When one door closes…
Posted on Sun Mar 31st, 2019 @ 12:03pm by Lieutenant Tate Sullivan Ph.D.
239 words; about a 1 minute read
Counselor's Personal Log:
So I've become one of the rank and file.  Truthfully, my heart and my head haven't been focused on leading the department in a while.  I'm not sure exactly why that is, but ever since my conversation with Feyth  about motherhood and what I want for my future, I've been distracted, wistful, and even a little bit sad.  I guess it just hit me that I've spent so much of my life trying to achieve in my career, I never made time for much else, and now all I can seem to think about is what I'm missing. 

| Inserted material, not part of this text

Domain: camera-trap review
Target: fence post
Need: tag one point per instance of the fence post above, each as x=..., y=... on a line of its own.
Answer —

Don't get me wrong, I love my job as a physician and a therapist, but for a good while, I have also been an administrator, which has always taken me away from my clinical duties to some degree.  I realize someone has to take the reins and complete the duty roster's and make the personnel decisions and I also respect that my climb up the ladder was an indication of people's faith in me,  but I also know a title and a  rank don't exactly make me unique and won't engender warm feelings when people read them on my tombstone.  
What I want is to help people, and as long as I am allowed to do that, I will be happy. 
As for what comes next for Tate Sullivan the woman, that is a conversation for another day.